Ademais, a concessão de pausas térmicas por parte da reclamada não tem o condão de excluir o direito dos empregados de referidos setores ao adicional de insalubridade. O cumprimento do art. 253 da Consolidação das Leis do Trabalho, por si só, não elimina ou neutraliza a insalubridade, possuindo como objetivo principal a recuperação dos empregados em decorrência dos esforços repetitivos dentro da linha de produção e, com isso, evitar lesões que possam resultar de movimentos contínuos exercidos em baixas temperaturas. É inegável que, quando da volta das pausas, os trabalhadores passam a ter contato novamente com o agente físico frio. (...)

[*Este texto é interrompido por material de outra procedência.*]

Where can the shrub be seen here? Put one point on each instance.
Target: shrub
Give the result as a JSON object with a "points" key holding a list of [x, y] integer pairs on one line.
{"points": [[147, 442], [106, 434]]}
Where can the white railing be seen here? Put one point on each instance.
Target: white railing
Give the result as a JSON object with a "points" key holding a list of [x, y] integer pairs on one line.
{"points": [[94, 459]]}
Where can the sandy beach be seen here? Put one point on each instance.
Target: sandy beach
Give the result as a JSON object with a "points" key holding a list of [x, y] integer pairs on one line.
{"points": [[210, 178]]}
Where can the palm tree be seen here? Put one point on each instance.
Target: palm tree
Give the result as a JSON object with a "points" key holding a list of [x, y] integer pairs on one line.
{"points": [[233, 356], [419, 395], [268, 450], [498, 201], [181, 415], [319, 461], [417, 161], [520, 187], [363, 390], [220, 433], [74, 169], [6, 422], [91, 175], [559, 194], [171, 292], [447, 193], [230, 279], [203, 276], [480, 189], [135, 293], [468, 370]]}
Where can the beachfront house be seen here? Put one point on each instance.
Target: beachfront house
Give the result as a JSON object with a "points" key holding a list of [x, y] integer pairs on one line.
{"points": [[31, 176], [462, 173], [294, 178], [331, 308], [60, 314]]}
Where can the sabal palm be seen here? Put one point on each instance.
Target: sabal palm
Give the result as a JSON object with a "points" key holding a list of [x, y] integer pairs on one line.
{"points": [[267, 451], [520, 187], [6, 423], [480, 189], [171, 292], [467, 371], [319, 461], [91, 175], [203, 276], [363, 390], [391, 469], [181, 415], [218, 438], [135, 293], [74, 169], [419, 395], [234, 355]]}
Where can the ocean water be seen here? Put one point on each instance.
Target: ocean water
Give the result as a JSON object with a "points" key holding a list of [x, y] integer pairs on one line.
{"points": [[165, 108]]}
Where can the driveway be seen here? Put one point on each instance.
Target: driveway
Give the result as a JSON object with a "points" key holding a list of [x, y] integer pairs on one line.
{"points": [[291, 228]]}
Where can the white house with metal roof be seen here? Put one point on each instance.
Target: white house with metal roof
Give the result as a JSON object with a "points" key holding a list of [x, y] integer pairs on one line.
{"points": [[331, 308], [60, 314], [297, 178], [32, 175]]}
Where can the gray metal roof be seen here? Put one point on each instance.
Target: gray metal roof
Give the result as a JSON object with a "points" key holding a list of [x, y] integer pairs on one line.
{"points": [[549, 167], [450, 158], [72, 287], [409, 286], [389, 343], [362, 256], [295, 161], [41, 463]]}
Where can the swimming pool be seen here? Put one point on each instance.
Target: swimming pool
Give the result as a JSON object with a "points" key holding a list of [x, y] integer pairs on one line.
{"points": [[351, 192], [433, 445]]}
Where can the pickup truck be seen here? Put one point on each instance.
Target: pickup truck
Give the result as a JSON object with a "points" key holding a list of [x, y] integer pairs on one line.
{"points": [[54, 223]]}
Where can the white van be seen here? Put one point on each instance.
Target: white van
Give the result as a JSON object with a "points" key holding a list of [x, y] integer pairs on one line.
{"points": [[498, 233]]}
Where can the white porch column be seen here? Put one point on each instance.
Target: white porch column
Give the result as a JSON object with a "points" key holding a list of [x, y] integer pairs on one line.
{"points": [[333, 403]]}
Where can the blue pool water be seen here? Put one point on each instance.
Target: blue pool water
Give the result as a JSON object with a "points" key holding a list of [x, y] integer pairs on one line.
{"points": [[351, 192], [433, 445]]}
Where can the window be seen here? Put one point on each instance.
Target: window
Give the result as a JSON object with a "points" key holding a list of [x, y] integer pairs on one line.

E nem se alegue que a máscara respiratória não consta das NRs (Normas Regulamentadoras) aplicáveis à espécie, haja vista que, para isenção do pagamento do adicional pleiteado, exige a norma que o empregador neutralize a insalubridade. Não sendo isso possível, deve o adicional ser pago.

Nesse sentido, é o seguinte julgado:

(...) 2. EXPOSIÇÃO A AGENTE FÍSICO DE INSALUBRIDADE. FRIO. AUSÊNCIA DE NEUTRALIZAÇÃO. ADICIONAL DE INSALUBRIDADE. A exposição do trabalhador ao frio deve ser neutralizada pelo empregador pela implementação de um conjunto de práticas descritas nos artigos 191 e 253 da CLT, quais sejam, o fornecimento e fiscalização da utilização de EPIs, bem como a concessão do intervalo para recuperação térmica. Observe-se que, se a implementação de todas estas práticas ainda não for capaz de neutralizar o agente insalubre, será devido ao obreiro o pagamento de adicional de insalubridade, nos termos do artigo 192 da CLT. Registrado pelo Tribunal Regional que o Reclamante laborava em ambiente artificialmente frio (-12ºC) e que os equipamentos de proteção individual fornecidos não foram suficientes à neutralização do agente insalubre, na medida em que, não tendo sido fornecida máscara respiratória, as vias respiratórias do empregado estavam expostas ao frio e à umidade, devido é o pagamento do adicional de insalubridade, nos termos do artigo 192 da CLT. O fato de a máscara respiratória não constar, na Portaria 3.214/78, como EPI de fornecimento obrigatório não implica ofensa à legalidade, na medida em que o que a lei determina é que o empregador neutralize a insalubridade e que, não sendo isso possível, pague o respectivo adicional. Com efeito, uma vez que a concessão dos equipamentos obrigatórios não foi suficiente à neutralização da insalubridade, caberia à Reclamada fornecer equipamentos adicionais, como a máscara respiratória, ou pagar o adicional respectivo, o que não ocorreu. Incólumes o artigo , II, da Constituição Federal e a Súmula 80/TST. (...) (TST - AIRR: 25746720145170014, Relator: Nome, Data de Julgamento: 30/11/2016, 7a Turma, Data de Publicação: DEJT 09/12/2016)[grifou-se]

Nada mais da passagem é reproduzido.